2017-06-22

Cato: Why ‘Net Neutrality’ Is a Problem

Yesterday, Federal Communications Commission Chairman Ajit Pai announced his intention to reverse Obama administration “net neutrality” rules governing the internet that were put in place in 2015. Some commentators are criticizing the announcement as a give-away to large telecom companies and an attack on consumers. But the Obama rules create some serious problems for consumers—problems that Pai says he wants to correct.

Under the Obama rules, internet service providers (ISPs) are subject to “rate-of-return” regulations, which the federal government previously applied to AT&T’s long-distance telephone service back when it was a monopoly more than 50 years ago. Ostensibly, rate-of-return regulation gives government officials the power to review and approve or reject ISP rates. In reality it basically guarantees ISPs government-enforced market protection and profitability, in exchange for regulators ensuring that ISPs won’t be too profitable.

As explained in this 2014 post, rate-of-return regulation involves more than just telecom. It is an attempt to settle fights between “producers” and “shippers”—whether those are farms, mines, and factories on one side and railroads and shipping lines on the other, or Netflix and Hulu on one side and ISPs on the other. In all those cases, the producers and shippers need each other to satisfy consumers, but they fight each other to capture the larger share of consumers’ payments. If shippers charge more, then farmers, factories, and Netflix must charge less in order to maintain the same level of sales.

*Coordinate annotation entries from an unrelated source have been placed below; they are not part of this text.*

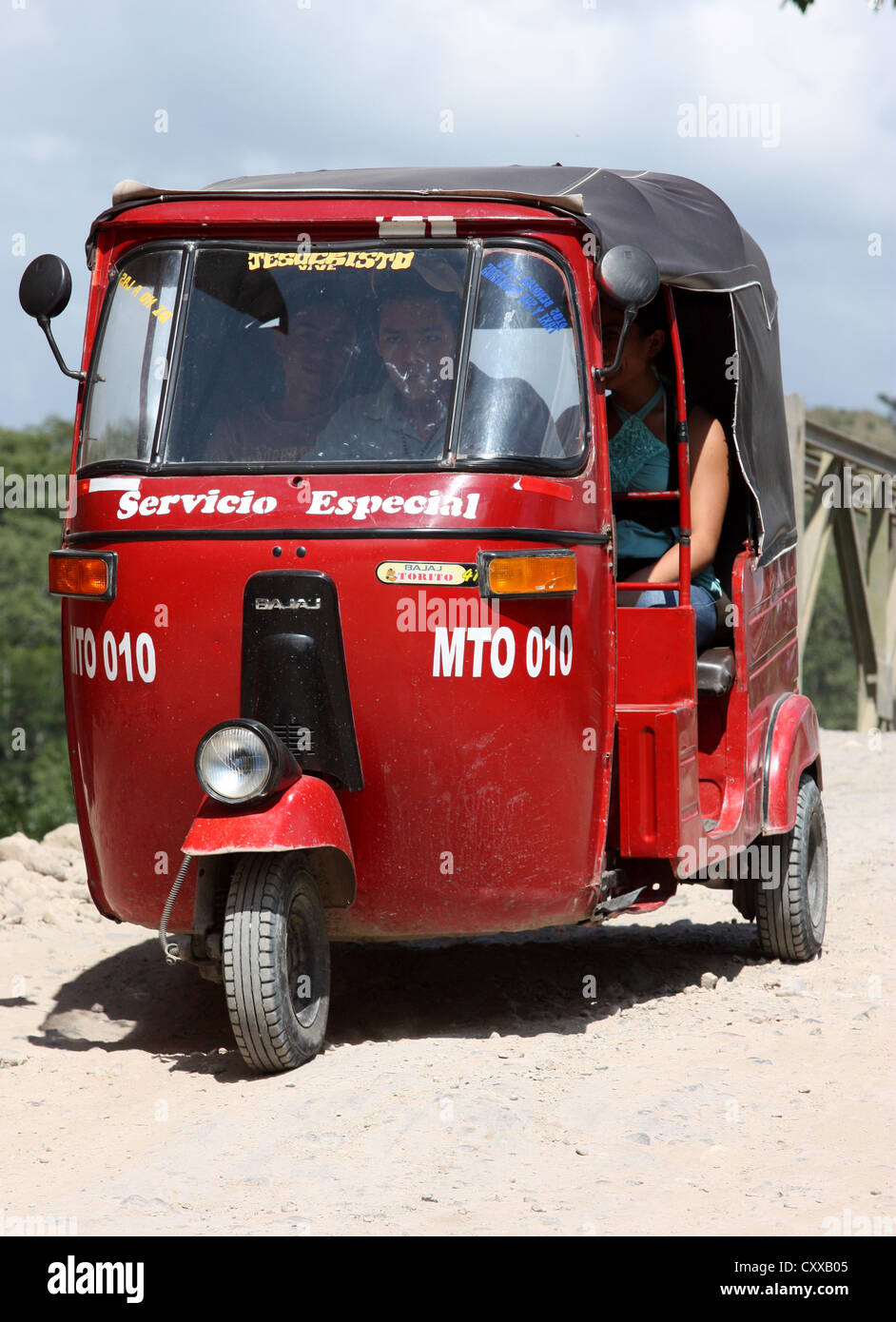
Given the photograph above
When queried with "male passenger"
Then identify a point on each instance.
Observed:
(313, 346)
(415, 333)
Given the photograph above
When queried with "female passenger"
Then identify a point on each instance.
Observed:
(640, 417)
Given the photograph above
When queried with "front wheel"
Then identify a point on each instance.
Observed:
(275, 962)
(791, 904)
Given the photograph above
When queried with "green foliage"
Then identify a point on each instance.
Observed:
(34, 779)
(830, 674)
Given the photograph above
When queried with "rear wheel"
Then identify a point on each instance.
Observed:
(791, 904)
(275, 962)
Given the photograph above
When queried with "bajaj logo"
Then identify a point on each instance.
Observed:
(295, 603)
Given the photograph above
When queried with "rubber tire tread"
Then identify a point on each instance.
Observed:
(264, 1026)
(783, 914)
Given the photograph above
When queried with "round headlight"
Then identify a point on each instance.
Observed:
(234, 763)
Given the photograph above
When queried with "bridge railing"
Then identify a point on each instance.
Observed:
(851, 489)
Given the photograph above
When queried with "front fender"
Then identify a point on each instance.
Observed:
(305, 817)
(791, 745)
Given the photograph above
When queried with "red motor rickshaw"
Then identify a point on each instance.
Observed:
(360, 673)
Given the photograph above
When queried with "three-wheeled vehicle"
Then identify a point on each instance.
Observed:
(345, 651)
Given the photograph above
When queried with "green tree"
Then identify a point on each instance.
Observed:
(34, 778)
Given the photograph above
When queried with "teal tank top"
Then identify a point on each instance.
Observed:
(638, 461)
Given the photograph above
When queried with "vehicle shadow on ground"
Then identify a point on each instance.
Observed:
(555, 982)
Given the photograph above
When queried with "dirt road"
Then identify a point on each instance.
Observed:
(471, 1088)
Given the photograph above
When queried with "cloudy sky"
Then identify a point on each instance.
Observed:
(283, 85)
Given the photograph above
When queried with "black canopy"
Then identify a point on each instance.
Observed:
(691, 236)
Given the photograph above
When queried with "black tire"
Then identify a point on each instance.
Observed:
(274, 940)
(790, 911)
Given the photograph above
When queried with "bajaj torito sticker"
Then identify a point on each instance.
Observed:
(424, 572)
(353, 260)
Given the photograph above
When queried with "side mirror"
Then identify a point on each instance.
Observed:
(44, 291)
(45, 288)
(628, 277)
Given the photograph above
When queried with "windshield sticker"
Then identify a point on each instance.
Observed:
(528, 292)
(380, 261)
(360, 507)
(206, 502)
(423, 572)
(146, 298)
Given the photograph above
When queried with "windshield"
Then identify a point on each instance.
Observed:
(337, 357)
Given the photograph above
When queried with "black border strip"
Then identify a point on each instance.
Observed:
(302, 535)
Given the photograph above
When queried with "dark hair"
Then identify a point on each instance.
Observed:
(652, 318)
(418, 291)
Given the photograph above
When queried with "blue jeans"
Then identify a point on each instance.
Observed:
(703, 606)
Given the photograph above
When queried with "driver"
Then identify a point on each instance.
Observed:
(315, 344)
(415, 335)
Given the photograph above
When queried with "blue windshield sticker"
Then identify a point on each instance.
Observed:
(528, 292)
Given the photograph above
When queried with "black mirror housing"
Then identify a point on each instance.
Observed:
(45, 288)
(44, 291)
(628, 277)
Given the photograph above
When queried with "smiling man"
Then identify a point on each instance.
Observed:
(415, 335)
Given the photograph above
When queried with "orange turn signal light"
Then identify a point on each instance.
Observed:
(528, 573)
(82, 574)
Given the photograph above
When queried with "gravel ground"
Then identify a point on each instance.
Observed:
(468, 1088)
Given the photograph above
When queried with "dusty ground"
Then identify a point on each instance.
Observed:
(472, 1088)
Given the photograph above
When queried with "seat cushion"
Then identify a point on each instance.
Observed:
(715, 671)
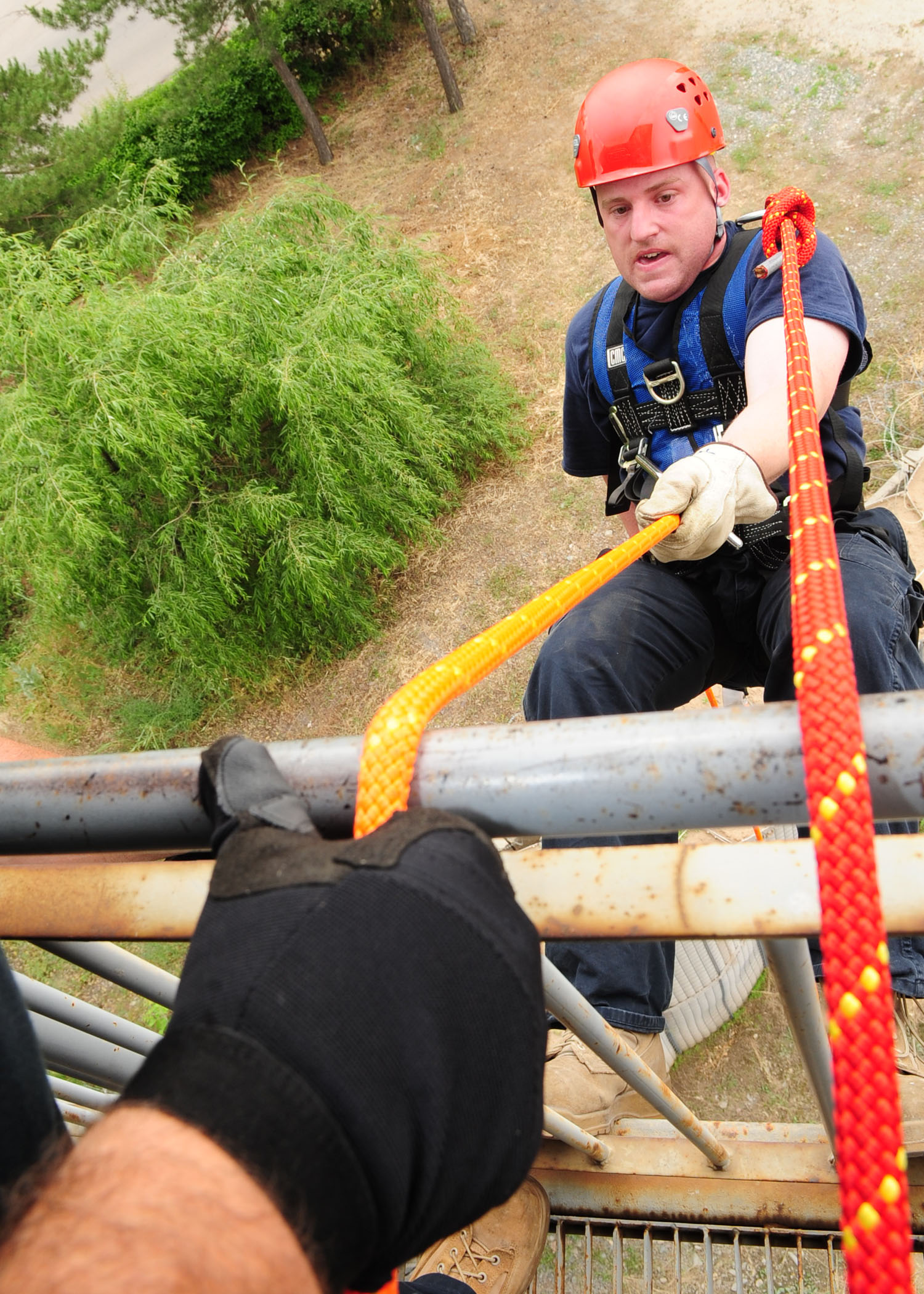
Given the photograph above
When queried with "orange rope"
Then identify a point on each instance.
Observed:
(390, 746)
(871, 1160)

The political resolution of the producer–shipper fights was the Interstate Commerce Act of 1887 and its rate-of-return regulations, which were initially written with railroads in mind. Similar efforts were later extended to trucking, air transportation, energy, and telecom. It took about 100 years for policymakers to accept that those efforts hurt consumers much more than it helped them, forcing on consumers too many bad providers with high prices and poor quality.